Many-moment GMM sketching
A GMM estimator solves moments
\[
\bar g(\theta) = \frac{1}{n}\sum_{i=1}^n g_i(\theta) \in \mathbb{R}^q,
\]
by minimizing
\[
Q(\theta) = \bar g(\theta)'W\bar g(\theta).
\]
When \(q\) is large, the moment system and weighting matrix can dominate computation. A moment sketch draws a projection
\[
R \in \mathbb{R}^{s \times q},
\qquad s < q,
\]
and fits the compressed moments
\[
\widetilde g(\theta) = R\bar g(\theta).
\]
The Jacobian is compressed consistently:
\[
\widetilde G(\theta) = R G(\theta),
\qquad
G(\theta)=\frac{\partial \bar g(\theta)}{\partial \theta'}.
\]
GMM.fit_sketch(...) uses a fixed Rademacher projection. The conservative interpretation is important: the fitted and summarized model is the sketched moment problem, not the full moment problem with magically free inference. Moment sketching is most appropriate when there are many redundant or highly correlated moments.
Randomized PCA before balancing weights
Balancing weights solve for weights \(w_i\) that make weighted source covariates match target covariates.
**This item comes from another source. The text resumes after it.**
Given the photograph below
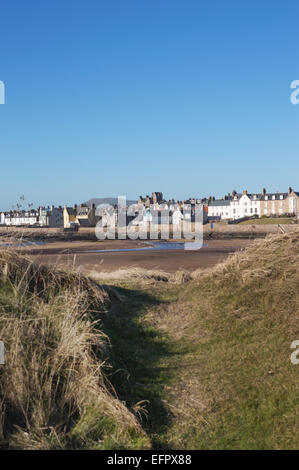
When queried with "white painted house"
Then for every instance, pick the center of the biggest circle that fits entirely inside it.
(220, 208)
In the simplest form, the balance condition is
\[
\sum_i w_i x_i \approx \bar x_{target}.
\]
If \(x_i\) is a long donor history or wide feature vector, exact balance can be high-dimensional and unstable. One explicit compression strategy is to first map covariates to randomized principal-component scores:
\[
z_i = V_k'(x_i-\bar x),
\]
where \(V_k\) is obtained by randomized SVD. Balance is then imposed on \(z_i\) rather than the full \(x_i\).
This is deliberately exposed as RandomizedPCA, not hidden inside BalancingWeights or synthetic-control estimators. Compression changes the estimand-relevant diagnostics: balance in compressed coordinates does not imply exact balance in original coordinates unless the discarded directions are irrelevant.
Practical tuning rules
- Keep exact defaults for small problems.
- Use randomized SVD when a matrix is large and plausibly low rank.
- Increase
oversamples when approximation quality is unstable.
- Increase
power_iter when singular values decay slowly.
- Use row sketches when \(n\) is large relative to the number of regressors and the least-squares geometry is well conditioned.
- Treat GMM moment sketching as a point-estimation acceleration first; be cautious with inference.
- For kernel approximations, choose the feature dimension by validation or an approximation diagnostic, not by aesthetics.
- For balancing compression, always inspect balance in original variables as a diagnostic.